今回は、飲食業界の現場課題の“最前線”に立ち、OEM開発を担う企画開発部の部長・佐々木さんにインタビュー。現場視点を武器にした開発スタイルや、チームに込めた想いを伺いました。
佐々木 淳 / 企画開発部 部長
専門学校を卒業後、ホテルや大手外食チェーンにて、店舗運営・商品開発・購買・セントラルキッチンの立ち上げなどに従事。現場と開発のキャリアを重ね、2024年よりシコメルフードテックに参画。現在はOEM開発部の部長として、営業・製造・工場と密に連携しながら、レシピの「再現」を超えた提案とチームづくりを牽引。現場感を武器に、製造工程の最適化やコミュニケーション設計にも強みを持つ。趣味はメダカの飼育と麻雀(Mリーグ観賞)。

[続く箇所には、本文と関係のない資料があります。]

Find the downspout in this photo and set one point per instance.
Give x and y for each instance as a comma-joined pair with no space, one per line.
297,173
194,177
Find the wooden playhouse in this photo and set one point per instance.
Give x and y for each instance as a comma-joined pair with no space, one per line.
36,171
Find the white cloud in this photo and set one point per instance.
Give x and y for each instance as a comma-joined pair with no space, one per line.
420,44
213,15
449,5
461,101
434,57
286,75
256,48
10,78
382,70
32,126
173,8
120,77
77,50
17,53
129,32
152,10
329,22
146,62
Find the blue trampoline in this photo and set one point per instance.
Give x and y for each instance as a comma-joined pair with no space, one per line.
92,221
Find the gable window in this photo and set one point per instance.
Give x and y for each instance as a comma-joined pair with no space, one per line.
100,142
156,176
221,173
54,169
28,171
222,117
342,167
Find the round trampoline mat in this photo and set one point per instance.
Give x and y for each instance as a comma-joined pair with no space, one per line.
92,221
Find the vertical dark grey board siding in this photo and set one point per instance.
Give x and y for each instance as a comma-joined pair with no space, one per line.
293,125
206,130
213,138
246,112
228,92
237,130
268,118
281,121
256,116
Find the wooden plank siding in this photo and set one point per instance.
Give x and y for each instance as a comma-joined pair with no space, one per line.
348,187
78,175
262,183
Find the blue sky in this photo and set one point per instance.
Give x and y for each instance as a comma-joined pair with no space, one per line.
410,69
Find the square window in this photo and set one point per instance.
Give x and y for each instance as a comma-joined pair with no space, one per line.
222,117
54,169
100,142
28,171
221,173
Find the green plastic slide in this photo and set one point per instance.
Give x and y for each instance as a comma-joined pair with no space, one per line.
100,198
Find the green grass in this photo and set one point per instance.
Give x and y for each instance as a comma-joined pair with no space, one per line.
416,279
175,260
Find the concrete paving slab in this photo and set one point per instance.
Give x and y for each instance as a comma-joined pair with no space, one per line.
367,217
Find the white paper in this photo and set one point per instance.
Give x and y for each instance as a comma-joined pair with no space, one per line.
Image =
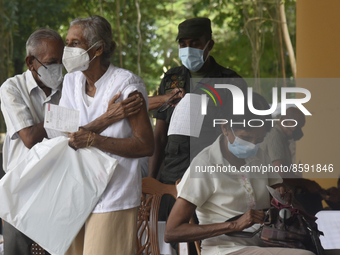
49,194
187,118
61,118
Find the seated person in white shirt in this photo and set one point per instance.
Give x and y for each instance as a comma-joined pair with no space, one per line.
88,87
23,98
228,194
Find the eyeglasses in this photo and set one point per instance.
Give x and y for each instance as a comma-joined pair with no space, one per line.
166,105
41,64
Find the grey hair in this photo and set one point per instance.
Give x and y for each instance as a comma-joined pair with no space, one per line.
96,28
35,39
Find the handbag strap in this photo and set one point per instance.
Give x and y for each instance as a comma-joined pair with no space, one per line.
245,234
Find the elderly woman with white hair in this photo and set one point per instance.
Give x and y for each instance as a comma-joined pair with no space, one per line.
92,81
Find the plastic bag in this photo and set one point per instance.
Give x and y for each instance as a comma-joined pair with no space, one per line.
49,195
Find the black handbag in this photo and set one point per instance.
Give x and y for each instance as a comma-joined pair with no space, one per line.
285,226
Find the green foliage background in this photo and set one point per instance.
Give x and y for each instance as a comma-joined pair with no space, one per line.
158,30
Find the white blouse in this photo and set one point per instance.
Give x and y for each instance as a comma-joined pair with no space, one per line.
124,189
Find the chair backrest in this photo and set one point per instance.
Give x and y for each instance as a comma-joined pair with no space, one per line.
147,230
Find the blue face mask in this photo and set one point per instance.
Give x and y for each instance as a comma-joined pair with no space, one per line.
192,58
241,148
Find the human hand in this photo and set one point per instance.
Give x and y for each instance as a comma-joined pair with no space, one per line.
130,106
175,100
81,139
248,219
311,186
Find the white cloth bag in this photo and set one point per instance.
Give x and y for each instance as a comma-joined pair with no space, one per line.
49,195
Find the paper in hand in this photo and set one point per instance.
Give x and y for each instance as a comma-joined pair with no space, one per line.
61,118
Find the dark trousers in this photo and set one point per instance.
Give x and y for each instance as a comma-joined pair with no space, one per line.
15,242
167,202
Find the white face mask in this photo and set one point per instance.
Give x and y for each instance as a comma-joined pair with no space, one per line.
51,75
76,59
192,58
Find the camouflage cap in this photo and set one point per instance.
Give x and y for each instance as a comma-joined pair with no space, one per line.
194,28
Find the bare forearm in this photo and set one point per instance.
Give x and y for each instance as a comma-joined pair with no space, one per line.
100,124
190,232
161,140
156,101
155,163
132,147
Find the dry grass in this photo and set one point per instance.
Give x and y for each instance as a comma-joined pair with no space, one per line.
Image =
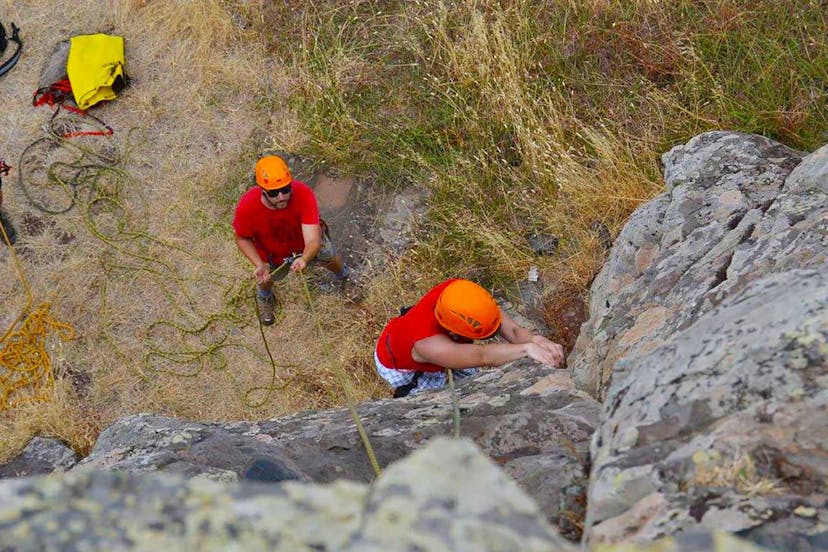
520,117
164,264
738,472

飲食業界に興味を持った最初のきっかけは、高校時代にアルバイトしていた仕出し屋兼酒屋の社長でした。ピザソースを自ら調理している姿がすごく格好よく見えて、「自分も料理人になりたい」と思ったんです。
その思いから調理師専門学校に進学し、卒業後はシティホテルでコックとして3〜4年、基礎を積みました。
その後、転職の繋ぎでアルバイトでもしようかなと思って受けた大手外食チェーンの面接で「社員としてやってみないか」と声をかけていただき、店長の熱意に押されて、そのまま正社員として入社しました。
そこからは入社して数ヶ月で主任になり、1年後には店長、気づけばエリアマネージャーになっていました。そこから商品部に異動し、メニュー開発や購買、新店舗・新業態の立ち上げ、セントラルキッチンの立ち上げなど、多岐にわたる業務に携わりました。
そうなんです。現場は引き続き、店舗オペレーションのことも考えないといけませんでした。アルバイトの方でも分かるようなマニュアルを作ったり、メニューの撮影を自分たちで行ったり……。
並行して、メニュー開発なんて、何も分からない状態でのスタートから、1人あたり4業態を担当し、春・秋のグランドメニュー改定や季節ごとのおすすめメニューの開発など、常にメニュー開発や改定に追われていましたね。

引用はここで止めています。